Das 12. Justizpaket der Türkei Enthält Bestimmungen zur Kriminalisierung von LGBT-Personen
Im Juni 2026 wird das türkische Parlament voraussichtlich den Entwurf des 12. Justizreformpakets prüfen. Das Dokument enthält neue Einschränkungen für LGBT-Personen, darunter die Anhebung des Mindestalters für eine Geschlechtsangleichung und die Kriminalisierung gleichgeschlechtlicher Verbindungen.

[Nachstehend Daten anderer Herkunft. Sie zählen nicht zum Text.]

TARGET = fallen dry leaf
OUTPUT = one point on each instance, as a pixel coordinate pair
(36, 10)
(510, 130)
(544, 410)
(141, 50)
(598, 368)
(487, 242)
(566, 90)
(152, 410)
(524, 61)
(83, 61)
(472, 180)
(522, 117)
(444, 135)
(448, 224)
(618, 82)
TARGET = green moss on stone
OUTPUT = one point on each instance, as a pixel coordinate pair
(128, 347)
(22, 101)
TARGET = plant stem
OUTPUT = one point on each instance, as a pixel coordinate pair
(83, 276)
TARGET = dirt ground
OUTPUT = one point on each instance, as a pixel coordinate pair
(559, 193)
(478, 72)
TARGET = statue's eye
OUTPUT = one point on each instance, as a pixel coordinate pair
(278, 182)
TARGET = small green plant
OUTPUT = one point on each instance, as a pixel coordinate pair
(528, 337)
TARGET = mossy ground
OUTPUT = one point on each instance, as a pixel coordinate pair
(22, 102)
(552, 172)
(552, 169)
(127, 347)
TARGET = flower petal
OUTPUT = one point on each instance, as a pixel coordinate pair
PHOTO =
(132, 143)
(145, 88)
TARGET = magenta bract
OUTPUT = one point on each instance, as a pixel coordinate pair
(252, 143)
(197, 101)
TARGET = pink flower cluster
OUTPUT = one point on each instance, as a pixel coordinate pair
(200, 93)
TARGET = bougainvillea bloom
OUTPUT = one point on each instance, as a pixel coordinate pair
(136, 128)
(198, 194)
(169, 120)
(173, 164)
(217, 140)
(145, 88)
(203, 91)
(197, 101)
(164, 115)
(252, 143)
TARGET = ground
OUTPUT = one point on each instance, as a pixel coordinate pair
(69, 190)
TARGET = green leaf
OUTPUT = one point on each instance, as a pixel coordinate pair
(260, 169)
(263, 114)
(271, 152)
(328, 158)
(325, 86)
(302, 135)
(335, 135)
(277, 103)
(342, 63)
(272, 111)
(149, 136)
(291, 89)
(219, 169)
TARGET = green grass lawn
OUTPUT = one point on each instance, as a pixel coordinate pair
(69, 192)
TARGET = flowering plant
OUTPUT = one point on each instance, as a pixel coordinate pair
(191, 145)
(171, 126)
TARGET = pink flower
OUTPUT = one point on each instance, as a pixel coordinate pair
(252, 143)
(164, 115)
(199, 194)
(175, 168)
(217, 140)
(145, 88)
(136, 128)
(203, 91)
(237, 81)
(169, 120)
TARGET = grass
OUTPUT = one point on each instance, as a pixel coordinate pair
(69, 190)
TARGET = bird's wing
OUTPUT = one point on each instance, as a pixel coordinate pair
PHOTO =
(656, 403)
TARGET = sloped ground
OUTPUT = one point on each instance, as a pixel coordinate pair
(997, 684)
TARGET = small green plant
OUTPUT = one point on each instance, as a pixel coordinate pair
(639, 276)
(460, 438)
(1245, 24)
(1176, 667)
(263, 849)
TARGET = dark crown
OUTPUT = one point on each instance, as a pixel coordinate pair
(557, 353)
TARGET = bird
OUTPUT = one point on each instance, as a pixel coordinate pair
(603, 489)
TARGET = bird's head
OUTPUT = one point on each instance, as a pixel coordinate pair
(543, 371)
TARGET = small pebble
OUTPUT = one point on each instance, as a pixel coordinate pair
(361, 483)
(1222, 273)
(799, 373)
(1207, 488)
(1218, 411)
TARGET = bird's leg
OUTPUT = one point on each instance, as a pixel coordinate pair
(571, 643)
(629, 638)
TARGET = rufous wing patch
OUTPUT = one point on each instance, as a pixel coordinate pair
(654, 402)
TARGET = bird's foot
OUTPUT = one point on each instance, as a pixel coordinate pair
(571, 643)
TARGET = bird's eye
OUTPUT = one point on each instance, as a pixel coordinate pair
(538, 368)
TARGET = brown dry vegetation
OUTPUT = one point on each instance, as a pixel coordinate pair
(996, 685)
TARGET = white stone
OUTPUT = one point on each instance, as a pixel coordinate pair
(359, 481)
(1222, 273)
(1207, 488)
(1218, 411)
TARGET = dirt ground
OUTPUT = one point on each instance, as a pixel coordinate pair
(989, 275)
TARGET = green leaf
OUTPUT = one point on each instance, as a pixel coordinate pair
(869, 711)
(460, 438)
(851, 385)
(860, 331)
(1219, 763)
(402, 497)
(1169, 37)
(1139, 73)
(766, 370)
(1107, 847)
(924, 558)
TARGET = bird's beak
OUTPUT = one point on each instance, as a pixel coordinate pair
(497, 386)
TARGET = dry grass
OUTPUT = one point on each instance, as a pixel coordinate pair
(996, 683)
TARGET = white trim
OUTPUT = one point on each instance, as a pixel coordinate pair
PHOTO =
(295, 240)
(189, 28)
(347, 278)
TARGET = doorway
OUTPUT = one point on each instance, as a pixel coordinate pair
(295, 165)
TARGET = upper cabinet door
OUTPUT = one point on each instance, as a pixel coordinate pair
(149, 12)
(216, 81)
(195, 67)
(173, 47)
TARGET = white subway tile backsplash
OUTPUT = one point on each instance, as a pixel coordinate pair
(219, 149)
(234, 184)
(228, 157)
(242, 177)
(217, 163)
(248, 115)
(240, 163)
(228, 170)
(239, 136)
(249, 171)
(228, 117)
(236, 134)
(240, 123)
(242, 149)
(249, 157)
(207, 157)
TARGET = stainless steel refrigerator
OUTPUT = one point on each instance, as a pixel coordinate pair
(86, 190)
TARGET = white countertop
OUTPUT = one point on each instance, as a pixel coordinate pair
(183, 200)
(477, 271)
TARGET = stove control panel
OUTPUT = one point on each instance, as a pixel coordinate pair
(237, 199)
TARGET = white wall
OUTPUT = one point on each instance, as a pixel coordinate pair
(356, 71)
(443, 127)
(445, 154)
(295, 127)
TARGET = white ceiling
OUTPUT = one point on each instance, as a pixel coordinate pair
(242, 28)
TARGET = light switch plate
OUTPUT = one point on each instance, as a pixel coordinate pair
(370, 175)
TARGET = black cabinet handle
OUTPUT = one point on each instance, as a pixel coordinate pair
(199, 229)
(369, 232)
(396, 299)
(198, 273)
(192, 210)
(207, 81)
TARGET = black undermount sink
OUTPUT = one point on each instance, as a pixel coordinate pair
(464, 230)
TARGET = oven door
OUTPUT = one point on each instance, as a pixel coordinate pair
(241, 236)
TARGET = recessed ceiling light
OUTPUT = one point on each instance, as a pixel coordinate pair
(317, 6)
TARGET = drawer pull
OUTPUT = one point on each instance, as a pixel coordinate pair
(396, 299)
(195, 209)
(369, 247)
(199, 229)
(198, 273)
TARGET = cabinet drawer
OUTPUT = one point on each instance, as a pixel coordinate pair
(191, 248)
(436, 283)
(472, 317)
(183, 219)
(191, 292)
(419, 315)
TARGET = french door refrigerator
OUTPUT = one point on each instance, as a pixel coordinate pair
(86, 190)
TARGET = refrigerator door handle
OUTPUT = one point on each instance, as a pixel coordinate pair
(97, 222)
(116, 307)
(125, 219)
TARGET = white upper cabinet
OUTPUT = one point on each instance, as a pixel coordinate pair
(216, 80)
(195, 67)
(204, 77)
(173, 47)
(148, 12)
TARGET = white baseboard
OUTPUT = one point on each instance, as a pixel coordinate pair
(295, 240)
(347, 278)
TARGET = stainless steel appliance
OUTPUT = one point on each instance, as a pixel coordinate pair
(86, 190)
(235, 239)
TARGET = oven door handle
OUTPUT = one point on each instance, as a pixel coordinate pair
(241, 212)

Nach Angaben von KaosGL und Bianet erschwert der Entwurf das Verfahren zur Geschlechtsangleichung. Die Altersgrenze wird von 18 auf 25 Jahre angehoben. Zur Bedingung, nicht verheiratet zu sein, kommt das Verbot hinzu, Kinder zu haben. Medizinische Gutachten sollen nur noch von ministeriell zugelassenen Krankenhäusern nach vier Bewertungsstufen ausgestellt werden. Ärzten, die Operationen unter Verstoß gegen diese Regeln durchführen, drohen 1 bis 3 Jahre Gefängnis, während den Organisatoren des Prozesses 3 bis 7 Jahre drohen.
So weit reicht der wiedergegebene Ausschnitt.